Coronavirus has almost become the order of the day in mainstream media since it was first reported in Wuhan, China. The virus has pushed beyond the ground zero to infect countries almost in all continents. As a result, it’s not only the human health status that has been adversely affected but also the stock market at large, since it has experienced the worst sell-off in recent times. With the number of those infected and the death toll rising, the volatility on the stock market is expected to continue. However, the volatility and recession possibility are not gnarling at some stock markets. This includes internet based markets like Alibaba Group Holding Ltd (NYSE: BABA) and Tencent Holdings Ltd (HKG: 0700) in China, where there is minimal human contact. China has been not only being the ground zero, but it has also been the most negatively affected by the virus so far.
It has resulted in the country issuing strict measures to prevent further spread of the disease. As a result, in the past few weeks, there has been a slowdown in the number of newly reported cases in the country. With other countries fighting the high-rate spread of the virus and the growing number of covidiots, the debate on whether China is providing the correct information on infection rate remains unsolved.
Despite that, it has not stopped Alibaba (NYSE: BABA) and Tencent (OTC: TCEHY) from flourishing in these dark times.

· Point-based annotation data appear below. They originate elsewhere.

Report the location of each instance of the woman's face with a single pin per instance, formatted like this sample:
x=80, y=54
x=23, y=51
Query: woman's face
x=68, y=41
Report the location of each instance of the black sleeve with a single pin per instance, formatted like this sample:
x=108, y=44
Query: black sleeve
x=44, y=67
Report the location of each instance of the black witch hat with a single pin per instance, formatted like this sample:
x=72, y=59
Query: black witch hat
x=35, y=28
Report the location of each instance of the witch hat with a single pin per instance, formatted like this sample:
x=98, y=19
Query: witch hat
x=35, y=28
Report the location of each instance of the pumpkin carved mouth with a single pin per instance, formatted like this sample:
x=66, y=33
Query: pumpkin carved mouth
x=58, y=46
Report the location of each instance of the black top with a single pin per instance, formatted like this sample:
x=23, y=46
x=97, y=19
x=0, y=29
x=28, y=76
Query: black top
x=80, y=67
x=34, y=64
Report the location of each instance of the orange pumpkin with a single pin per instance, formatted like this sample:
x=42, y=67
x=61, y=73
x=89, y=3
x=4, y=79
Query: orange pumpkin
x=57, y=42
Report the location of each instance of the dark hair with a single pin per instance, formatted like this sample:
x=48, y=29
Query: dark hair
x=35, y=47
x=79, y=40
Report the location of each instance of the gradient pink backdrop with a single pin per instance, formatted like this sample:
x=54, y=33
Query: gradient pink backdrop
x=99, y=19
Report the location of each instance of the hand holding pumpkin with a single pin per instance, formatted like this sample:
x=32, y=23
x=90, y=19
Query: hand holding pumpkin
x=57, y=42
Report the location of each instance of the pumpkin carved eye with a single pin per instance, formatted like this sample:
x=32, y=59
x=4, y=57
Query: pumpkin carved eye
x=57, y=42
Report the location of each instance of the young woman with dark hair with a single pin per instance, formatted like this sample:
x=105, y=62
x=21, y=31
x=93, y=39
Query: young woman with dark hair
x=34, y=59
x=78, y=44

Alibaba and Tencent Stocks amid Coronavirus
Before the outbreak of coronavirus, both Alibaba and Tencent recorded a steady rise in the quarterly net earnings. On one hand, Alibaba’s total revenue during the last quarter of 2019 increased by a whopping 38% to clinch on $23.2 billion. As a result, both adjusted and unadjusted earnings per share rose by nearly half.
On the other hand, Tencent’s total revenue for the same period rose by 25% to hit $15.1 billion. The earnings per share also rose by slightly above 50%. Other sectors of the company’s operation that rose included the advertising segment which grew by 19%, while the fintech segment rose by 39%.
However, a slowdown in the sales is expected due to the ongoing coronavirus outbreak and lockdown. During a recent announcement by Alibaba, it is expecting mixed results for the quarterly earnings. By February, travel bookings, retail and restaurant ordering went down significantly. On the greener side, the grocery shopping and delivery experienced a sharp uptick, so did the video chat services and digital communication tools.
A similar situation has been observed with Tencent which gave its earnings report on March 18. Although not figures to elaborate on the situation on the ground, the company expects the digital payments to be down. In addition, its cloud services are expected to hit the lows in sales. However, the digital entertainment and advertising sector are expected to rise in the coming quarters.
Both companies have invested heavily in the fight against coronavirus. Alibaba has presented its cloud-based coronavirus diagnostic tool to the European countries that have turned to be the epicenter of the virus. Tencent has invested in digital healthcare providing millions of Chinese a place to check in with doctors using social and video tools to combat coronavirus.
The Bigger Picture of the Chinese Market
As the world struggles to combat the coronavirus, China has outlined its goal to become a stabilizing force. This is expected to begin with its market and then venture into the global market, especially in the developing economies. After all, the virus will have made China a stronger economic state than before.
To help control the China stock and bond markets which are the second-largest in the world, Chen Yulu, the Vice Governor at the People’s Bank of China said that they are aiming at maintaining the financial market stability. This is because of the stability of the Chinese financial market means a significant portion of the stability of the global financial market.